A preclusion order renders the defense deficient as a matter of law – prima facie burden established
Lof Med. Supply, Inc. v GEICO Gen. Ins. Co., 2013 NY Slip Op 50595(U)(App. Term 2d Dept. 2013)
This is a rare application of “Avenue T” where the court held the defense was insufficient as a matter of law and awarded summary judgment to the plaintiff.
(1) STATEMENT OF LAW
“A no-fault provider establishes its prima facie case “by proof of the submission to the defendant of a claim form, proof of the fact and the amount of the loss sustained, and proof either that the defendant had failed to pay or deny the claim within the requisite 30-day period, or that the defendant had issued a timely denial of claim that was conclusory, vague or without merit as [*2]a matter of law”
(2 ) APPLICATION
“[P]laintiff demonstrated that defendant’s proffered defense of lack of medical necessity was without merit as a matter of law, in that the Civil Court had issued a prior order precluding defendant from offering any evidence in support of its claimed defense. In opposition to the motion, defendant failed to raise a triable issue of fact”
Sound Shore Med. Ctr. v New York Cent. Mut. Fire Ins. Co., 2013 NY Slip Op 02390 (2d Dept. 2013)

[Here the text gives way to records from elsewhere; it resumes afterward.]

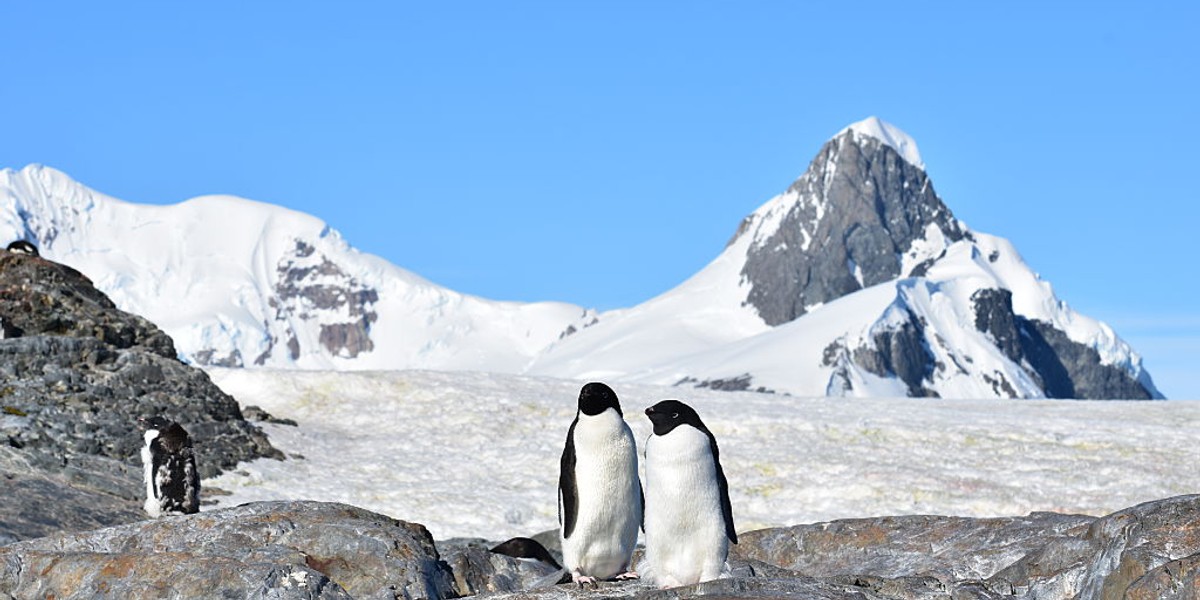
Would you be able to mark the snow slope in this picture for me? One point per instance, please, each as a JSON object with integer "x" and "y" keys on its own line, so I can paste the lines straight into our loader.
{"x": 239, "y": 282}
{"x": 243, "y": 283}
{"x": 473, "y": 454}
{"x": 707, "y": 333}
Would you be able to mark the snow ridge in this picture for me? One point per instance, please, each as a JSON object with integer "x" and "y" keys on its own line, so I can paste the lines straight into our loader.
{"x": 942, "y": 311}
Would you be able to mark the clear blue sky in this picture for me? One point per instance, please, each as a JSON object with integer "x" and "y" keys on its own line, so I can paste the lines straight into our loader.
{"x": 601, "y": 153}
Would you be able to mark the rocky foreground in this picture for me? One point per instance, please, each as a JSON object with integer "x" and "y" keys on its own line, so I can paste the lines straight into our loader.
{"x": 76, "y": 373}
{"x": 307, "y": 550}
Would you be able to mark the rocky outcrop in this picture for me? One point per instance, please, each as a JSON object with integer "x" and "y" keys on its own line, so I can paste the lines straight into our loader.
{"x": 76, "y": 373}
{"x": 317, "y": 550}
{"x": 264, "y": 550}
{"x": 858, "y": 209}
{"x": 1147, "y": 551}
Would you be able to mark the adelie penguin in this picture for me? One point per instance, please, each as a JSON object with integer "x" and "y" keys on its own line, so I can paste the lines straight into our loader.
{"x": 689, "y": 520}
{"x": 173, "y": 484}
{"x": 22, "y": 247}
{"x": 599, "y": 492}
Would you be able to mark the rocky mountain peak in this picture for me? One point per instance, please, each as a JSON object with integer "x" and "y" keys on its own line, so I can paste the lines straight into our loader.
{"x": 861, "y": 215}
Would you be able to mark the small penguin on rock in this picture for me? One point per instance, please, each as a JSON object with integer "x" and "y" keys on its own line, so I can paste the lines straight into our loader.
{"x": 23, "y": 247}
{"x": 689, "y": 520}
{"x": 173, "y": 484}
{"x": 599, "y": 491}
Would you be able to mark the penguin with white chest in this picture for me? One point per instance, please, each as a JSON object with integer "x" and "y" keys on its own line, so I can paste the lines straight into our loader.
{"x": 689, "y": 520}
{"x": 173, "y": 484}
{"x": 599, "y": 491}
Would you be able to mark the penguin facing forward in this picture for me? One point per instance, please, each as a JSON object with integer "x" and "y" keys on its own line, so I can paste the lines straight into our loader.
{"x": 599, "y": 491}
{"x": 689, "y": 520}
{"x": 173, "y": 484}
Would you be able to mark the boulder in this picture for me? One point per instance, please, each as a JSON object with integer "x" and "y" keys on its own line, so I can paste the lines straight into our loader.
{"x": 76, "y": 373}
{"x": 280, "y": 550}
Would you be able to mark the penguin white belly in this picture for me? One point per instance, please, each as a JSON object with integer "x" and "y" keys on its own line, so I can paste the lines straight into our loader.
{"x": 685, "y": 539}
{"x": 610, "y": 503}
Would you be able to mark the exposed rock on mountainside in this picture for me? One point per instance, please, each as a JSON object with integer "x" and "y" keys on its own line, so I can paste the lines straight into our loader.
{"x": 859, "y": 209}
{"x": 76, "y": 373}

“On this appeal, we are asked to determine whether a no-fault UB-04 form is the functional equivalent of a no-fault New York State Form N-F 5 (hereinafter N-F 5 form), the receipt of which triggers the 30-day period in which a no-fault insurer is required to pay or deny a claim for no-fault benefits or request further verification. For the following reasons, we answer in the negative”
“When a no-fault claim has been assigned to a hospital or medical provider and the hospital or medical provider sends an N-F 5 form to the no-fault insurer, the no-fault insurer’s receipt of an N-F 5 form triggers the running of the 30-day period within which the insurer has a duty to pay or to deny the claim, or to seek verification of it (Hospital for Joint Diseases v Travelers Prop. Cas. Ins. Co., 9 NY3d 312, 317). Subsequent to the receipt of the N-F 5 form, if the insurer requires any additional information to evaluate the proof of claim, such request for verification must be made within 15 business days of the receipt of the N-F 5 form in order to toll the 30-day period (see 11 NYCRR 65-3.5[b]; Hospital for Joint Diseases v Travelers Prop. Cas. Ins. Co., 9 NY3d at 317)”

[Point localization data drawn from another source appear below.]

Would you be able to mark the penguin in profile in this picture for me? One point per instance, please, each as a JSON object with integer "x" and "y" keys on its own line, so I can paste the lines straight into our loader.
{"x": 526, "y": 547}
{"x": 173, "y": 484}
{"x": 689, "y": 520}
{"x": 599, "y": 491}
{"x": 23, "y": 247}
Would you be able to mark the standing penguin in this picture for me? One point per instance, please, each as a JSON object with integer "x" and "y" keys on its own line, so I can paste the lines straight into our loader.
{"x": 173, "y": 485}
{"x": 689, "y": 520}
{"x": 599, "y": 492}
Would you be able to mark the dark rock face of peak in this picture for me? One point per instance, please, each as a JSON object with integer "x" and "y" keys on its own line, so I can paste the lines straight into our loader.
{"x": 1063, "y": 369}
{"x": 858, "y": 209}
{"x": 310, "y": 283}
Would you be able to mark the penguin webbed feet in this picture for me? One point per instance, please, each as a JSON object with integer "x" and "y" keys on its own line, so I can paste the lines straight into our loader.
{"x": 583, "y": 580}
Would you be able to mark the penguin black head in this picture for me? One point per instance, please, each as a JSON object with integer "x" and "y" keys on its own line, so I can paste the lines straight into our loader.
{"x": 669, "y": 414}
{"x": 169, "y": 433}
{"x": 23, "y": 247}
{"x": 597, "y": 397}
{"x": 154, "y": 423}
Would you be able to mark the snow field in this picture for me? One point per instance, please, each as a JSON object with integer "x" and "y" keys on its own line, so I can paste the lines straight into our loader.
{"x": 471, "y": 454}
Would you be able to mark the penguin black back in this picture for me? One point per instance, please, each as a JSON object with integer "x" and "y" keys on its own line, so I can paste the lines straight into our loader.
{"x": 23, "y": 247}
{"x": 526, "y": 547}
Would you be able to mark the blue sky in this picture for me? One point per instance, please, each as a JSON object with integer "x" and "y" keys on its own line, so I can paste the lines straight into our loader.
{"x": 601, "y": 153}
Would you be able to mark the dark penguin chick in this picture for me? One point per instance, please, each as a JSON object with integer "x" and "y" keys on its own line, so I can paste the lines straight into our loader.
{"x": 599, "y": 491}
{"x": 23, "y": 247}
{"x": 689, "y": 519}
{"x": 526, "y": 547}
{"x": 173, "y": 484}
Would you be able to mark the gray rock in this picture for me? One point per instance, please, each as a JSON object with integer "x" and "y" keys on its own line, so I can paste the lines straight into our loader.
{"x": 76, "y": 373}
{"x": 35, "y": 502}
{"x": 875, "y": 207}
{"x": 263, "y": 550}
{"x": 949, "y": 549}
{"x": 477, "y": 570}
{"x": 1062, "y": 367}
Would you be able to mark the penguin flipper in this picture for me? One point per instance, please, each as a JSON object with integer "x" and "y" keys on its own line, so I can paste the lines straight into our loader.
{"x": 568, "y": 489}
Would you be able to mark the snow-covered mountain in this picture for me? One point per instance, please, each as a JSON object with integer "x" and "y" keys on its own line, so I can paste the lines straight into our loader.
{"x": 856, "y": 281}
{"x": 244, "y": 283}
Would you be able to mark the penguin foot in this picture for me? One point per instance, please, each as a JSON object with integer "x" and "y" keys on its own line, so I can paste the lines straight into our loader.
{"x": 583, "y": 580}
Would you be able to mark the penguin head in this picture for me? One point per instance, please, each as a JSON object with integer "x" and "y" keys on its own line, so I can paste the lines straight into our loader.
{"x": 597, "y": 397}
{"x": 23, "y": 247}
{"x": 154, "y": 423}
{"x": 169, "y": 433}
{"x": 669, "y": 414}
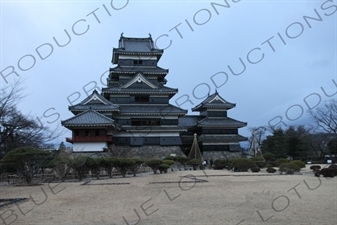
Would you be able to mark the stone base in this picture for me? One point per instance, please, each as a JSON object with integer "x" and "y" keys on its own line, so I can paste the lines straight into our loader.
{"x": 144, "y": 152}
{"x": 214, "y": 155}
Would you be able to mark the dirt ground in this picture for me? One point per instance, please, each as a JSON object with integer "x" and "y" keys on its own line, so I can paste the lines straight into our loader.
{"x": 178, "y": 197}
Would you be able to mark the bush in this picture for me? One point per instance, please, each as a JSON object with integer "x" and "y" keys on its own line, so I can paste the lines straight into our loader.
{"x": 289, "y": 168}
{"x": 182, "y": 160}
{"x": 242, "y": 164}
{"x": 299, "y": 163}
{"x": 257, "y": 159}
{"x": 26, "y": 161}
{"x": 195, "y": 163}
{"x": 315, "y": 167}
{"x": 136, "y": 166}
{"x": 109, "y": 163}
{"x": 333, "y": 166}
{"x": 329, "y": 172}
{"x": 174, "y": 158}
{"x": 154, "y": 164}
{"x": 281, "y": 161}
{"x": 168, "y": 162}
{"x": 269, "y": 157}
{"x": 255, "y": 169}
{"x": 163, "y": 168}
{"x": 271, "y": 170}
{"x": 124, "y": 165}
{"x": 220, "y": 164}
{"x": 261, "y": 164}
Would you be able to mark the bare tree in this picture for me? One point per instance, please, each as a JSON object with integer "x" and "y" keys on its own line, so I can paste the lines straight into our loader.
{"x": 17, "y": 129}
{"x": 326, "y": 117}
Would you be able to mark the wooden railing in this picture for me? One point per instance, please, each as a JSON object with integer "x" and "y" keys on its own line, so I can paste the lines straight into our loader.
{"x": 89, "y": 139}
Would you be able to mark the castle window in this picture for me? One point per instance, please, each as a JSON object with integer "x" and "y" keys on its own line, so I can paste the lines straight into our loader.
{"x": 138, "y": 62}
{"x": 142, "y": 98}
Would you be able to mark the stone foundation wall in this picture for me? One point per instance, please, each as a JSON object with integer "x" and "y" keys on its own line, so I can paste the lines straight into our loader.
{"x": 159, "y": 152}
{"x": 214, "y": 155}
{"x": 144, "y": 152}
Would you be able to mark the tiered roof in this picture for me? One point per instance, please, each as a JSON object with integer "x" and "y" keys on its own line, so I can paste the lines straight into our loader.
{"x": 135, "y": 46}
{"x": 214, "y": 101}
{"x": 94, "y": 101}
{"x": 89, "y": 118}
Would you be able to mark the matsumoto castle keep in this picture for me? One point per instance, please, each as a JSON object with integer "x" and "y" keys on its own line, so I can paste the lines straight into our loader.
{"x": 132, "y": 117}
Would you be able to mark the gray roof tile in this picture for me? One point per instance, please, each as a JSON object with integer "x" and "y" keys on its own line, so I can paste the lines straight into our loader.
{"x": 89, "y": 118}
{"x": 214, "y": 101}
{"x": 97, "y": 102}
{"x": 220, "y": 122}
{"x": 151, "y": 109}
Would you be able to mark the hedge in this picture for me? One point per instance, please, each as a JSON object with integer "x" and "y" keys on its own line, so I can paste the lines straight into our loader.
{"x": 242, "y": 164}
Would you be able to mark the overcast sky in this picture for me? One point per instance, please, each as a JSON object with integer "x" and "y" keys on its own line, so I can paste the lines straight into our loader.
{"x": 290, "y": 59}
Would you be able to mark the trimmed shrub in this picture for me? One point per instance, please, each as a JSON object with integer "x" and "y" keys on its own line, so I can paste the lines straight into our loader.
{"x": 261, "y": 164}
{"x": 195, "y": 163}
{"x": 163, "y": 168}
{"x": 109, "y": 163}
{"x": 255, "y": 169}
{"x": 317, "y": 173}
{"x": 136, "y": 166}
{"x": 154, "y": 164}
{"x": 124, "y": 165}
{"x": 174, "y": 158}
{"x": 281, "y": 161}
{"x": 299, "y": 163}
{"x": 315, "y": 167}
{"x": 168, "y": 162}
{"x": 329, "y": 172}
{"x": 333, "y": 166}
{"x": 182, "y": 160}
{"x": 271, "y": 170}
{"x": 289, "y": 168}
{"x": 269, "y": 157}
{"x": 221, "y": 164}
{"x": 242, "y": 164}
{"x": 257, "y": 159}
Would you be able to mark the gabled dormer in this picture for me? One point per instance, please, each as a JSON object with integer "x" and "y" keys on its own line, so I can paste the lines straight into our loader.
{"x": 135, "y": 51}
{"x": 214, "y": 102}
{"x": 139, "y": 81}
{"x": 96, "y": 101}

” The “UBF-1 form” referred to in 11 NYCRR 65-3.5(g) is the predecessor of the current “UB-04” form. Under 11 NYCRR 65-3.5(g), a UBF-1/UB-04 form together with an N-F 5 form must be accepted by a no-fault insurer. The regulation does not state that a UBF-1/UB-04 form alone must be treated as the “functional equivalent” of an N-F 5 form.”
The Appellate Division has now held that the NF-5 is now the loadstar for when the pay or deny clock begins. In other words, when you receive a UB-92, UB-04, UB-01 – this is insufficient. An NF-5 is what is needed when the hospital is the Applicant. Consequently, “verification” of the UB-04/UB-92/UB-01 received prior to the NF-5 is insufficient. Thus, the order of the Appellate Term, Second Department was reversed.